Tante le possibili risposte tracciate e tanti gli argomenti toccati dal presidente del Consiglio: i più eclatanti riguardano lo stop all'Imu e la generale riduzione della pressione fiscale, ma uno dei punti importanti trattati è quello che riguarda i giovani, definiti come "una delle due grandi risorse del paese" insieme ai beni culturali e alle bellezze del territorio italiano.

"Dobbiamo liberare le energie migliori del Paese - sostiene Letta -. Non partiamo da zero, ma da due grandi risorse. Prima di tutto, i giovani. 'Scommettete su cose grandi' ha detto proprio ieri Papa Francesco rivolto a loro. E noi abbiamo gli strumenti per aiutarli".

"Quello generazionale non è solo un tema attinente al rinnovamento della classe dirigente, è una questione drammatica che scontano sulla propria pelle milioni di giovani. Segnala bassi tassi di istruzione e di occupazione, porta con sé lo sconforto, e anche la rabbia, di chi non studia né lavora. Chiediamoci quanti bambini non nascono ogni anno, in Italia, per la precarietà che limita le scelte delle famiglie giovani".

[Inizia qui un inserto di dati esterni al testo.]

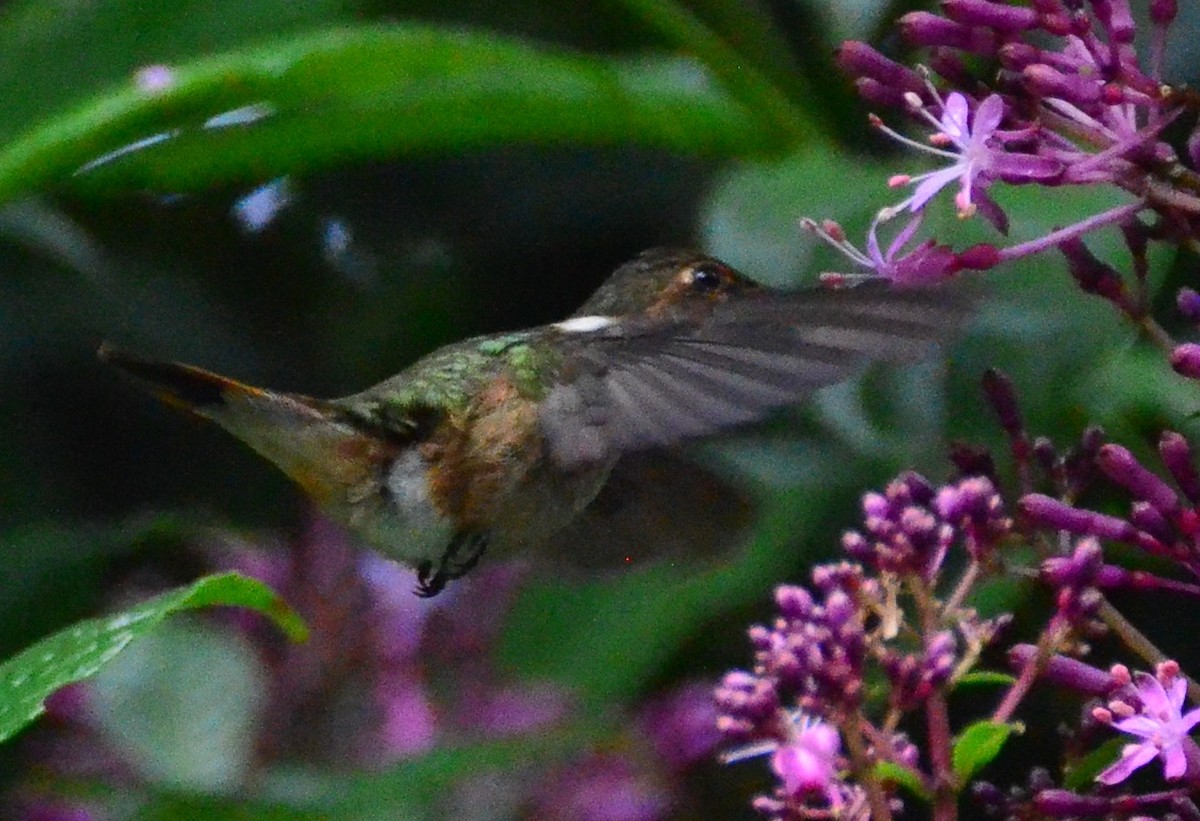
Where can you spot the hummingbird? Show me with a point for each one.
(501, 441)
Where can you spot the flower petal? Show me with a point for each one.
(1132, 757)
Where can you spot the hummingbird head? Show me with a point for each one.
(664, 281)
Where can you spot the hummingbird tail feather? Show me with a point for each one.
(305, 437)
(177, 384)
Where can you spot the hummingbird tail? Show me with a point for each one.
(309, 439)
(179, 385)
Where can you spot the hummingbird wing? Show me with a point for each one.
(630, 385)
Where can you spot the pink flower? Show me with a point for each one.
(975, 148)
(808, 761)
(925, 263)
(1162, 727)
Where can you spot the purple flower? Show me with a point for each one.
(925, 263)
(975, 148)
(809, 760)
(1162, 726)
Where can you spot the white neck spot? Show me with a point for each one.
(583, 324)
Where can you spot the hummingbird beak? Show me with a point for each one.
(179, 385)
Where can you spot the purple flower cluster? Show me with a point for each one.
(805, 700)
(1163, 521)
(870, 647)
(1051, 93)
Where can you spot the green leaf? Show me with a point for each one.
(985, 678)
(978, 744)
(365, 94)
(83, 649)
(905, 777)
(736, 71)
(1081, 773)
(106, 41)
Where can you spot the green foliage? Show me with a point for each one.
(978, 744)
(79, 652)
(369, 93)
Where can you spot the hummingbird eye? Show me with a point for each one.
(707, 277)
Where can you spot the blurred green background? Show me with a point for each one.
(321, 191)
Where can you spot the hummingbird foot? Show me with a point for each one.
(460, 557)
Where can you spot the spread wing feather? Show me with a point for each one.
(628, 389)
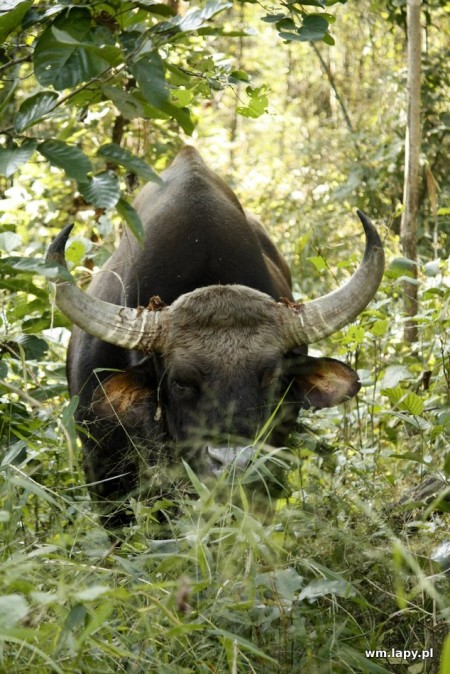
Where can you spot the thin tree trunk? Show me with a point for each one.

Quali misure adotterà il nuovo governo?

quali le strategie in questo ambito? Prima di tutto sarà semplificato e rafforzato l'apprendistato, che, riporta Letta, "ha dato buoni risultati in paesi vicini".

Un aiuto potrà poi venire dalle modifiche alla legge 92/2012 sul mercato del lavoro, modifiche che sono state suggerite dalla "Commissione dei saggi" istituita dal presidente della Repubblica Napolitano: riduzione delle restrizioni al contratto a termine, finché dura l'emergenza economica, ma anche aiuti alle imprese che assumono giovani a tempo indeterminato, con defiscalizzazioni o con sostegni ai lavoratori con bassi salari, condizionati all'occupazione, in una politica generale di riduzione del costo del lavoro e del peso fiscale.

Tra le misure Letta ha promesso anche stimoli all'imprenditorialità giovanile. E passi decisivi sulla strada europea tracciata dal programma "Youth guarantee", per garantire effettivi sbocchi occupazionali. Un insieme di linee, ovviamente non dettagliate, ma che sicuramente segnano l'inizio di un percorso sulla base del quale il nuovo governo potrà operare confrontandosi con tutte le parti politiche del paese. E' la strada giusta?